But something more sinister also lurks beneath. We experience the prettiness of gardens and yet these landscapes – with their artificially luminous skies and crowded foregrounds – are almost suffocating.
These scenes are not simply a representation of reality but something out of the dreamscape. When we come closer, the works have an abstracted quality, dissolving into a plane of colours and textures. The apocalyptic skies and foreboding trees, the claustrophobic pulsing of plants, suggest an anxious almost overwrought state of mind. Thus, these works imply an understanding of the fragility of life, chance and the fact that everything can change in an instant – just like the weather can turn.
Symbols are littered throughout these paintings like clues. The red and orangey-pink flowers seem almost wound-like. And with any wound there is pain but also an opening, en route to a different understanding. Topiared hedges and flowery bushes stand in for gendered anatomies. And we see tall poplar trees littered throughout, referencing a (male) individual. The artist has also played with the convention of ‘the fold’ in a number of these works, signalling an interest in the hidden and how images can open and close. And indeed these works seem to fold in on themselves, merging genres from abstract and figurative painting, to landscape and self-portrait.
In attempting to impose order on our gardens, we also hide histories and legacies. There is an undeniable violence underlying this bucolic ideal.
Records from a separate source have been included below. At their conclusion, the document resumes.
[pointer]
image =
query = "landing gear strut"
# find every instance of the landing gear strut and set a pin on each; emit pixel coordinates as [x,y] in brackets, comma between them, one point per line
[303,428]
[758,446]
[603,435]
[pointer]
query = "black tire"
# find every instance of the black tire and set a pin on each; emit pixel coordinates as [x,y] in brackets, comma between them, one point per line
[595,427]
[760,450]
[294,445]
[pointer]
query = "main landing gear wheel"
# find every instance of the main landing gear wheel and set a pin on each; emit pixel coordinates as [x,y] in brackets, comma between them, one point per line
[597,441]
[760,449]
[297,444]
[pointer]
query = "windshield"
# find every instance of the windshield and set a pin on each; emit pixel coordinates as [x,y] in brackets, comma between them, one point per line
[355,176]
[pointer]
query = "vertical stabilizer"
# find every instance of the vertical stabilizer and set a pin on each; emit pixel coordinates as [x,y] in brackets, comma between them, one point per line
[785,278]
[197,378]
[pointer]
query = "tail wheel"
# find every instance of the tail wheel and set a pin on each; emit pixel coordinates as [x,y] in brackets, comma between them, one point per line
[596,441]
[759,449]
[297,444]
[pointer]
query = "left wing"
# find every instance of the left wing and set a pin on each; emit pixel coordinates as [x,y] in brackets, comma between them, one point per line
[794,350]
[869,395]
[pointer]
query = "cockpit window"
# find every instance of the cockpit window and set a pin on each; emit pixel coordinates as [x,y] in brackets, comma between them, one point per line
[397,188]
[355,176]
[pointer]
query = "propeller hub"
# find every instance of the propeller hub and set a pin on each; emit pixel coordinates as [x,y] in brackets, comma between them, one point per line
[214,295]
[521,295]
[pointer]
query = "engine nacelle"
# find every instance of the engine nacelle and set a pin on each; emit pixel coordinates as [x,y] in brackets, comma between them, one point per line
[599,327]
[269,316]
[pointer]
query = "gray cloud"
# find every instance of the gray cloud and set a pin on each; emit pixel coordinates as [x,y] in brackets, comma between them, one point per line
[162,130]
We live during a time when the garden can no longer be experienced as a neutral Arcadia. There is always also a question of power and loss, compromise and complicity, fragility and extinction.
Conversely, gardens can and do exist for the public good and can be a means of nurturing our environment. They are also sites of great care, tenderness and attention. Anyone who has ever had a garden knows how much work it is to maintain. It is a constant effort to pull the weeds, grow the annuals, tame the hedges and mow the lawns. Gardens are constantly pushing back at our attempts to control them, almost yearning to return to their original state of wildness.
Something similar could be said for human psychology. There are endless rules, spoken and unspoken, we are expected to follow – in the ways we dress, speak, work, write, love and even dream. We follow these rules for many reasons – to fulfil our part in the social contract and for our own sense of peace, stability and order. But secretly, there’s a part of us that is like the garden – longing for disorder, tending towards wildness.
Kari Schmidt 2026

Oil on linen. 66x66cm. 2025.


Oil on linen. 56x56cm. 2025.

In All Systems Tend Toward Disorder, Michael Greaves turns the garden into a metaphor for perception, a stage where human order meets the inevitability of decay. These paintings are not of nature, but of our urge to frame it, to beautify and control what resists control.
The garden here becomes a mask: a surface of cultivated calm concealing the pulse of disorder beneath. Each brushstroke rehearses this tension, the desire to compose, the acceptance of collapse. Form gathers, disperses, gathers again.
Drawing on Bergson and Merleau-Ponty, Greaves paints perception as something lived and temporal, a conversation between body and world, between seeing and being seen. The works hover between structure and dissolution, memory and immediacy, order and entropy.
What emerges is not landscape, but consciousness itself: a record of our attempts to hold still the passing flow of time. In these shifting, luminous fields, Greaves reveals that beauty is never fixed, it is what flickers, momentarily, before disorder resumes.
James Leigh Van Roche. 2025.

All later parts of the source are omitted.